たしか金山かどっかのスタバだったと思うんだけど、窓際に腰掛けてまだエゴ剥き出しだったわたしが、いろいろな自分の抱えてるテーマやつまづいているところを、いつもどおり先生に吐き出したときの、彼女の言葉はいまも鮮明に覚えてる。

その頃はもうわたしは、結構いろいろな苦しさを乗り越えてきた頃で、自己愛よりも、いつもひとのために。
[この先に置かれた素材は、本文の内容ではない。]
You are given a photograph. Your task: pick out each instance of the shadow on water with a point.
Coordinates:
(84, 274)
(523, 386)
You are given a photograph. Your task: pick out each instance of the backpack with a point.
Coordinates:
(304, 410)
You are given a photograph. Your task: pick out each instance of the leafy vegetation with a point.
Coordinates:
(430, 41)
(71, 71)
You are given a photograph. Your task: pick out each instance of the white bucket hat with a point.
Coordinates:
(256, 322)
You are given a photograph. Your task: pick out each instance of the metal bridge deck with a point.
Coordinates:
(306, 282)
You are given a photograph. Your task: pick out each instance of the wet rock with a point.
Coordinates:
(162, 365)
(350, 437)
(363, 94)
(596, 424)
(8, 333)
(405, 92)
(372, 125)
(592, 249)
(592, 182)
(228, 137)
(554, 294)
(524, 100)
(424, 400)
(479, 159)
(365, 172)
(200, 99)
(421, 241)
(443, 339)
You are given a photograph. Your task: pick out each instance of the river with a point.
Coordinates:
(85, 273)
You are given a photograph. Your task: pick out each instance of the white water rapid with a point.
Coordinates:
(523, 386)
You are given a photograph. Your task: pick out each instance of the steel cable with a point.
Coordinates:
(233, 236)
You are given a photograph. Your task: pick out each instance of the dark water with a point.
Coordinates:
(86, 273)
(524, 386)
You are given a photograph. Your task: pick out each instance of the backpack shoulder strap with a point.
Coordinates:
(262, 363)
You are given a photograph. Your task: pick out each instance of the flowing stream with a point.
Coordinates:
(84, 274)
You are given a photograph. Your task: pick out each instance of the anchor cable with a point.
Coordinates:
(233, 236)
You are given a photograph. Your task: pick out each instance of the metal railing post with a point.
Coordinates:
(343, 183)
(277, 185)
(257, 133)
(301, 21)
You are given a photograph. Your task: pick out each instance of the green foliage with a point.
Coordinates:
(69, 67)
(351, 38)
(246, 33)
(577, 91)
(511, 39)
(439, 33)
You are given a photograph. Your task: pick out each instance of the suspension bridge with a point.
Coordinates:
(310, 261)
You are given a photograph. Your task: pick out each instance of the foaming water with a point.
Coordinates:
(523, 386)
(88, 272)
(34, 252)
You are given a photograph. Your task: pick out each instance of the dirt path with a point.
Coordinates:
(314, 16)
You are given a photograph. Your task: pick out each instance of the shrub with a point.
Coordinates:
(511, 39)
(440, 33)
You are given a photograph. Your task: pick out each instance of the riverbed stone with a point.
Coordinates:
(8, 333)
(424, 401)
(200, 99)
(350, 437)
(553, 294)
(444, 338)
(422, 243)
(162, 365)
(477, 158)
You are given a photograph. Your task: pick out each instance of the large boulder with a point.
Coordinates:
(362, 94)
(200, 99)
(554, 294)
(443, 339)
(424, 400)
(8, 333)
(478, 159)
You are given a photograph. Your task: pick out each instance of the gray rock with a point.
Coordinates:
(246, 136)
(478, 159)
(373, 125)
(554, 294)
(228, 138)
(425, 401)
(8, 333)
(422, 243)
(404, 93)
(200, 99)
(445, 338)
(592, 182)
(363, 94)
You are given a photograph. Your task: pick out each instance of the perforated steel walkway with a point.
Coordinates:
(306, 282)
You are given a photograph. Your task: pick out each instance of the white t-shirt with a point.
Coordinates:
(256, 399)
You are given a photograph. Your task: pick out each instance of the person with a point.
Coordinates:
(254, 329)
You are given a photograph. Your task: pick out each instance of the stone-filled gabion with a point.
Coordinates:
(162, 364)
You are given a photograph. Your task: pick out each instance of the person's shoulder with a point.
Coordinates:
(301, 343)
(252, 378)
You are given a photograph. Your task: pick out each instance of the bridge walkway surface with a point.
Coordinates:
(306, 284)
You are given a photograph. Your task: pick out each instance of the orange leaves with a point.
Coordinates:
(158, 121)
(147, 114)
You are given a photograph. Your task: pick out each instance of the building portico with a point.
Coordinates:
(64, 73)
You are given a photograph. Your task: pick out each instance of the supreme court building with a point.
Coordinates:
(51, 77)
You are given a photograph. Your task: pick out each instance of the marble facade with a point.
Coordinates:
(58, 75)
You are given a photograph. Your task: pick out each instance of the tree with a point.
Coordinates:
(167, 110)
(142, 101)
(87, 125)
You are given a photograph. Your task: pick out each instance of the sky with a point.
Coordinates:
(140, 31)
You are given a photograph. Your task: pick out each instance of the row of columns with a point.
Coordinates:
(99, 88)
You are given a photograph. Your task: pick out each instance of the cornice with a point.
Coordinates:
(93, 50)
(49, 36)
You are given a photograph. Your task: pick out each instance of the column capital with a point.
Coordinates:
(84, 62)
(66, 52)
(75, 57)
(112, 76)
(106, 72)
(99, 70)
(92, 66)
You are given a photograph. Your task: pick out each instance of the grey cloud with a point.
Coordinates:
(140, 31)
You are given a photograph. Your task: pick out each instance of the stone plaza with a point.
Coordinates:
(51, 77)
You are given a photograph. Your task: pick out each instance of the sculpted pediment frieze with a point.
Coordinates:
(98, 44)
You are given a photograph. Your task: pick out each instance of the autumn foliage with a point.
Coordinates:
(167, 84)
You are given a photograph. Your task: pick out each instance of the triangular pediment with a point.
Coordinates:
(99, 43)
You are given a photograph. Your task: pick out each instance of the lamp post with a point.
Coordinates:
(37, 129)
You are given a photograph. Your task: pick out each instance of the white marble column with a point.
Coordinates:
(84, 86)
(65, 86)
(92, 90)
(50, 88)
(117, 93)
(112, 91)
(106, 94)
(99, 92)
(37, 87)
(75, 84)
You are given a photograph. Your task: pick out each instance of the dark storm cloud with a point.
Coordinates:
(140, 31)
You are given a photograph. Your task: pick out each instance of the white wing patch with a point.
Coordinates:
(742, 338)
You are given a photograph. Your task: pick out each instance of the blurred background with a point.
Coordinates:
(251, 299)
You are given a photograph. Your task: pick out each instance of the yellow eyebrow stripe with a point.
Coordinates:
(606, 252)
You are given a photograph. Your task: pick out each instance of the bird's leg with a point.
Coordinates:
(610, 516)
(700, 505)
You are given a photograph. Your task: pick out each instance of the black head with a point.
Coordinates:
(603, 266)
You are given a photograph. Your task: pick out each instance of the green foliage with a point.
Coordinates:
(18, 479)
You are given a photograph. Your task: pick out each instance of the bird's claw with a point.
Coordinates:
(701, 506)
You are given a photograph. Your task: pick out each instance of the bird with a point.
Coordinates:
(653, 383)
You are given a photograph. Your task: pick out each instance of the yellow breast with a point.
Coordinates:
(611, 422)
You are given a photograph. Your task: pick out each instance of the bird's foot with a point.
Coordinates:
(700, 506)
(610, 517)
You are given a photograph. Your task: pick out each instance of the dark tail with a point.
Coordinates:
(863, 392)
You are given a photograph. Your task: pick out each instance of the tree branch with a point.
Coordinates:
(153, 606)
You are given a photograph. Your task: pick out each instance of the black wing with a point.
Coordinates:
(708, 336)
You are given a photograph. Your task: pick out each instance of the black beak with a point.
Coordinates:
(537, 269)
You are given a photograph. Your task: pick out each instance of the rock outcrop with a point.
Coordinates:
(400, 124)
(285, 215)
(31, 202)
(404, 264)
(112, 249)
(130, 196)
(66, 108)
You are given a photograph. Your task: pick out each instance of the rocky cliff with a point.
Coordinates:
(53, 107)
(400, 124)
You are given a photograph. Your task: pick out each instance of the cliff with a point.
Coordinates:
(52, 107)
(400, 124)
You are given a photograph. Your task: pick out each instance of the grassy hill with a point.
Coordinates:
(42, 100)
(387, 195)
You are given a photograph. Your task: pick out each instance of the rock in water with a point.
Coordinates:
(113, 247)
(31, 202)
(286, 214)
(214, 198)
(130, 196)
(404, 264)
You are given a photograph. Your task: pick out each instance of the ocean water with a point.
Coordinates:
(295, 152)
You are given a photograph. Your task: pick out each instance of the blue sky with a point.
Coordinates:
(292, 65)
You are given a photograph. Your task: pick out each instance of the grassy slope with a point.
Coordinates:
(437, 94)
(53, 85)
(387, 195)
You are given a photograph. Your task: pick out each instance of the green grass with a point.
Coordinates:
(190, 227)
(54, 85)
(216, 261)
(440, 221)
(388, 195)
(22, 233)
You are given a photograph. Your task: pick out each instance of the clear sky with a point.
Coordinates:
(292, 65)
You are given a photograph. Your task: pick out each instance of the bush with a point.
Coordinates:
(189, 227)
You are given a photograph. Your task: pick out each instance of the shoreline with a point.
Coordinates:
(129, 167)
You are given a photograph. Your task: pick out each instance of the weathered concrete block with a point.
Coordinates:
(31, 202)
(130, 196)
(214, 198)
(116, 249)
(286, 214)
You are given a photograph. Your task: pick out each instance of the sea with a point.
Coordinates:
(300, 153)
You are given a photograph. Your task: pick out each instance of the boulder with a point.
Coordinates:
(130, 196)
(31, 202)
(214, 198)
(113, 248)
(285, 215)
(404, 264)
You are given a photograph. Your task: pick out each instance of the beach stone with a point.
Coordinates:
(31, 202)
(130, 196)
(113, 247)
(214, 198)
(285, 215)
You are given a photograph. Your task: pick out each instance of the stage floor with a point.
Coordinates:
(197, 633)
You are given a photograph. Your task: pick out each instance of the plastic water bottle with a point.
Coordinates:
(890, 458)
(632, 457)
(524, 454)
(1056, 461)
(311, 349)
と一生懸命自分を差し出そうと努力していたときで、相変わらず表現の部分でつまづいていたんだった。

文章を書いたり、絵をかいたり、写真をとったり、香りを作ったり。

なんでもいいんだけれどそのつまづきは根深くて、自分なりに答えを見出したかった。

「結局、自己愛どまりなんだよね」

 

私が話していたのは、そんなに自分よがりな感じの話ではなくて、自分的にはこう、高い次元の話をしているつもりだった。

自分が苦し紛れに感情を吐き出すときに、厳しい言葉をかけられることもある。

真面目に諭されて、怒られることもある。

 

 

でもその時は違った。

先生は、冗談めかして笑うでもなく、何かを理解させようと諭すような態度でもなく、

ただそう言った。

 

それはとてもニュートラルな物言いで、わたしは頭をかち割られたような気がしたんだった。

 

 

 

 

小さい頃、わたしは「思いやり」「優しくする」という概念を理解するのに苦しんだ。

 

 

誰かに優しくしたら、「自分」が、いい人だと思われる。

「自分」がいい気分になれる。

「自分」が感謝される。

 

 

それって、誰かのための優しさじゃなくて、「自分」のためなんじゃないか?

 

 

わたしは小さい子供ながらに、

「人に優しくする」「人を思いやる」ということが、2種類に別れることを察知していたんだと思う。

 

あれから30年以上たってから、

何かに打ち込むことや表現すること。人に優しくすることも含め、「愛する」ことは

 

自分のためにある場合と、そうではない場合があることが理解できる。

 

 

 

思いやりを持ったり、優しくすることは素敵なことだし

ある意味では正しいことだと思う。

 

それは愛すると同義語だから。

 

 

 

でももしそれが「自分のため」なのだとしたら、きっとどこかで最後、道が塞がれるような感覚がするときが来るのだと思う。

 

 

 

 

 

昨日スタッフに、仕事の上で

条件つきで愛することと、無条件に愛することの違いを話したら、すぐに「やる気がなくなった」と言われて、これだけ頑張っているのに、それだと下はついてこないと思いますと言われた。

 

わたしは上司として多分失格で、みんながどれだけ頑張ってくれているかとかどれだけ尽くしてくれているかを見落としているんだと思う。

 

でもきっと私も以前、同じような関わり方を仕事や人としてきて、

いつも自分が何かを得るために、愛してきたなとそう思った。

 

 

何に向い、努力をしたり、目的を果たすために自分を投じることは何かを達成するのに素晴らしいことで、それには愛を使う。

 

ひとに優しくすることも、思いやることも同じだと思う。

 

 

 

でもそれを、自分のためにやるか。

 

それとも、ただ愛するか。

 

 

 

この決定的な違いのことを、

わたしの先生はあの日、窓際で猫背を丸めて嫌な感じで自分の話を続けたわたしに

ただそう伝えたのだろうと思う。

 

 

 

 

ただ人のために何かをすること。

それは自分を超えているようで、時に自分のエゴを満たすためだ。

 

 

 

奥が深いよね。

 

でも大切なことだと思う。

そこに気づいていくこと。

 

 

 

眠る前にパートナーが電話をくれて、一連の話をしてすっと眠りについた。経営者の彼に、仕事の相談をすることはほとんどこれまでなくきたけれど、いつも何かを話す度に、素敵な人だなとそう思う。